This is why it is important to broaden your horizons and attempt to understand the world from a perspective unlike your own.
One avenue in which West Chester University has accomplished such an expansion in their education is through the Health Science Center’s open display this past month of posters celebrating Deaf Awareness Month.
During the month of September, the Deaf and hearing impaired gather to celebrate the accomplishments of past Deaf and hard of hearing individuals.
Dr. Kat Ellis, West Chester University’s Deaf Studies minor advisor and American Sign Language Professor, says that a person who is Deaf is, “an individual [who] is part of a cultural and linguistic minority, with its rich traditions, storytelling, beliefs, history, language, and most especially community.”
Where many hearing individuals view deafness as a “disability,” the Deaf community rejects that label and owns their lack of hearing as intrinsic to their identity rather than a detriment to their lives.
This is why Ellis has fought so hard to have representation in this school.

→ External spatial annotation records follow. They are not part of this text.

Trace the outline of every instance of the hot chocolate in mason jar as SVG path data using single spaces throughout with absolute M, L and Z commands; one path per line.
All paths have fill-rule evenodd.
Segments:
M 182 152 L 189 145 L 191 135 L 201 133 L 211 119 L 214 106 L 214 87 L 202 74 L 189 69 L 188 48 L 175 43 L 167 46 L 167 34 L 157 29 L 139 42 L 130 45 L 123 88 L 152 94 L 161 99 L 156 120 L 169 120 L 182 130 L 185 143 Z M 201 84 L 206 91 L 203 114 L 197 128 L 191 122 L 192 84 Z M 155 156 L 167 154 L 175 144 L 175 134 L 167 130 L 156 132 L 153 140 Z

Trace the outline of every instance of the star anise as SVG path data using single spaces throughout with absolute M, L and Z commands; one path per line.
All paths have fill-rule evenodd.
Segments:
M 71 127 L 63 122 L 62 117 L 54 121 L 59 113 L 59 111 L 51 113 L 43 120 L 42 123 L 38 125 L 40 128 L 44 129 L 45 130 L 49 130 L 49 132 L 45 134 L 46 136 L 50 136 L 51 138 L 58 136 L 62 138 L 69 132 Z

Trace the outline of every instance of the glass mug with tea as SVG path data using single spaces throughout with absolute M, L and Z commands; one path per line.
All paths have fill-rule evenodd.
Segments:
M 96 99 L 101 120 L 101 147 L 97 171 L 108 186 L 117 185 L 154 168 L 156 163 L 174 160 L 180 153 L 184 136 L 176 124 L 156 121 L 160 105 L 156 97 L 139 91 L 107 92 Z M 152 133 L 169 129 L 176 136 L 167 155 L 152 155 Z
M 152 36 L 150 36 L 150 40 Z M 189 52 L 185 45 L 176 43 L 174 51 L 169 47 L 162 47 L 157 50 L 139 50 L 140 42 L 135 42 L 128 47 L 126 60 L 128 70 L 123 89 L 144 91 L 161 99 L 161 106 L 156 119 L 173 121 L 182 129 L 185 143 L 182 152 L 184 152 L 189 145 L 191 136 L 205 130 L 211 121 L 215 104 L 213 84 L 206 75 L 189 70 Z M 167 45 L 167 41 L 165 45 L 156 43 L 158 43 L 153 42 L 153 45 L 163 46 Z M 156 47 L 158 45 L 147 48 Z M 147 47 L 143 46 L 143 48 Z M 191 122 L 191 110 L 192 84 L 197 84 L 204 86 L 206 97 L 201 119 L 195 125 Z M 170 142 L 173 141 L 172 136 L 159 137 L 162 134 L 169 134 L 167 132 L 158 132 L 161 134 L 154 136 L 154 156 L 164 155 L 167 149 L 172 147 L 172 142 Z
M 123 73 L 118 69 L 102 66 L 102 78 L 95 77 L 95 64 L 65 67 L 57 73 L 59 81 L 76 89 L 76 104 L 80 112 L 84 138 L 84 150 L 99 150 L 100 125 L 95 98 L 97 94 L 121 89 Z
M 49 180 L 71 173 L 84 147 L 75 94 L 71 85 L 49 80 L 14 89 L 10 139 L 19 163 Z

Thanks to her efforts, not only is American Sign Language a fulfillment for language requirements in WCU, but as of last year she has helped institute the Deaf Studies minor and began the ASL club, where students enrolled in ASL or not can join and learn together.
As a part of her endeavor to raise awareness of Deaf culture she convinced the Health Science Center, the place in which all American Sign Language classes are located, to allow her students’ posters advertising different aspects of the Deaf movement to be put on full display for the duration of September.
Still, the Deaf Studies minor is very new and there is a lot more that needs to be done to educate this community at large about a lifestyle that is often overlooked.
Firstly, it is imperative to acknowledge that audism, the term used to describe the belief that hearing people are superior to non-hearing people, is a phenomenon that is still very much thriving in our society.
In 2011, the popular show “What Would You Do?”, a candid camera show which hires actors to ingratiate themselves in an environment and portray real life problems like discrimination in the hopes of engaging bystander action, set themselves up in Rochester, N.Y.
Rochester has a high population of Deaf people, which should theoretically prompt the general populace to be more culturally aware and considerate of the Deaf community.
However, when they went to a Rochester coffee shop and had an actor portraying an employee openly discriminate against Deaf applicants, hardly anyone spoke up in their defense.
To take this on a more personal level, Ellis claims that she has been discriminated against countless times in her life for her deafness.
One such occasion happened when the chairperson at the school she attended refused to let her into their graduate program, claiming that she, as a deaf individual, could not handle the course load.
Unfortunately, discrimination like this is not an anomaly. It’s commonplace.
Additionally, ASL is its own language. Yes, it does have strong ties to the English language, but ASL has its own grammatical context.
Just like any other language, it too evolves with time and is just as valid a method of communication to study as Spanish, German, French, or any other language is.
Finally, people from all different sorts of majors are welcome into the Deaf Studies minor.
True, there are those that plan to use Sign Language for their careers in Speech Pathology, Audiology, interpreting, or American Sign Language education, but other majors are in it purely for the love of the language.
I have this minor and I major in Communication Studies.
There are others in my class who major in History, Education, and more. The minor is open to all.
The display in the Health Science Center will feature something else, but the opportunity to learn will always be there.
The minor is only 18 credits, 12 of which are the ASL classes. ASL club meets on Mondays at 7:15 and, should you want to join, Ellis will be more than happy to ensure you are added to the list.
There is even a Deaf church across the street from the Commonwealth dorm which holds events open to everyone.
There are so many opportunities to learn beyond this article and I encourage you all to do so. September is over now, so let’s work together to make every month Deaf Awareness Month!